In addition to being perhaps the most eagerly awaited document within any company, the payslip also serves as a cornerstone of the entire payroll process. In the majority of countries, the provision of a payslip isn’t just a matter of payroll best practice, but rather a legal requirement of employment law that is a globally accepted norm.
Although payslip expectations are shared across the majority of the workforce, the specific content detailed on the slip can vary significantly across countries, as can the method and timing of delivery. And to further complicate matters, these details and requirements change on a regular basis. Here, we take a look at some of the ways payslips are used and how the laws regulating them are evolving.
Why Your Payslip Matters
While the specific uses for a payslips may vary from country to country, in general the payslip functions as the basic record of what the employee has earned every pay period. For some countries and jurisdictions, the payslip may be required to be presented by the employee to the social security authorities on a regular basis to claim income support benefits. It will also be used to support applications for credit, such as for mortgages and credit cards.

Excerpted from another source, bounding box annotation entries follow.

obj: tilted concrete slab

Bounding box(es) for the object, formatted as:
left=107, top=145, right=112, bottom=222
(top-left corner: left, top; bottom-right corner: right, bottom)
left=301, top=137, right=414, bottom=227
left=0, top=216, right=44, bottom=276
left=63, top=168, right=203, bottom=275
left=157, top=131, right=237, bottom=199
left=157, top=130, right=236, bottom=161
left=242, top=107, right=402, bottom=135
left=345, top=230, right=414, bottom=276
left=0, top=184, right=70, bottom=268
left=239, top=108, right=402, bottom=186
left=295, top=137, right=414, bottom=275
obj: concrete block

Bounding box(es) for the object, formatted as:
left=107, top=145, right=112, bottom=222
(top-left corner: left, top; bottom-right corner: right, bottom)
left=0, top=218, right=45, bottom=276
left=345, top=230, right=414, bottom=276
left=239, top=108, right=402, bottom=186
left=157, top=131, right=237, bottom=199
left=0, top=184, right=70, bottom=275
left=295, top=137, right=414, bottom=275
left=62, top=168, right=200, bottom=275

It is worth noting that the requirement to provide a payslip usually only extends to active employees. Many companies operating pensioner payrolls will dispense with the production of a regular payslip once workers retire and switch to receiving a pension. This reflects the fact that pension payments are generally more stable than a salary (no opportunities for overtime and other variables) and also that the law does not compel their production for pensioners. The fact that a payslip won’t be arriving each month should be explained as part of retirement preparations to forestall queries from the newly retired.
How Payslips Are Changing
With the move to monthly electronic pay reporting, more countries are ceasing the issue of a year-end income certificate. In these cases, the payslip becomes even more important in terms of confirming what the employee has earned and been deducted each year.
The manner of provision of payslips is changing as well. What was once a mandatory paper document is often now an electronic document. Most jurisdictions around the world now accept e-documents as being valid pieces of evidence in court cases, and in most countries, e-payslips have become an accepted part of delivering the required payslip document.
Leading by Example
The law in France changed in 2017 to allow for a presumption that the payslip would be provided as an e-document but allowing an employee to formally request a paper document if they wished. Previously, the employee had to actively consent to receiving an electronic payslip. The Singapore law automatically allows for either a soft or hard copy (which can also be handwritten). It is a best practice globally to specify how your payslip will be delivered to your employees. Also, if e-payslips are made available via a self-service portal, it is best practice to specify how employees (and ex-employees) can access both their current and past payslips.
The prize for most modern payslip system must go to Mexico. The country has switched to a 100% electronic delivery of payslip information known as the Certificado Fiscal Digital por Internet (CFDI), which all businesses must provide regardless of size. Mexican law requires that all pay calculations and results must be recorded with electronic receipts, and the payslip information is provided electronically to both the employee and the tax authority (SAT) simultaneously.
The move is an anti-fraud measure, and SAT provides all taxpayers (employees) with a payroll viewer to allow them to confirm the data that has been filed on their behalf with SAT. This prevents the employer from presenting one set of information to the employee and a different set to SAT. Electronic receipting in Mexico is not limited to payslips – it extends to any commercial payment invoice. Revenue authorities are watching the Mexican experience closely, and it is frequently held up as the desired method for many countries in terms of pay and tax reporting.
Understanding the mandatory payslip requirements for each jurisdiction in which you are responsible for payroll is important for many reasons, from meeting employee expectations to complying with local law. Working with an experienced global payroll provider can help ensure your payroll is line with requirements across your organization.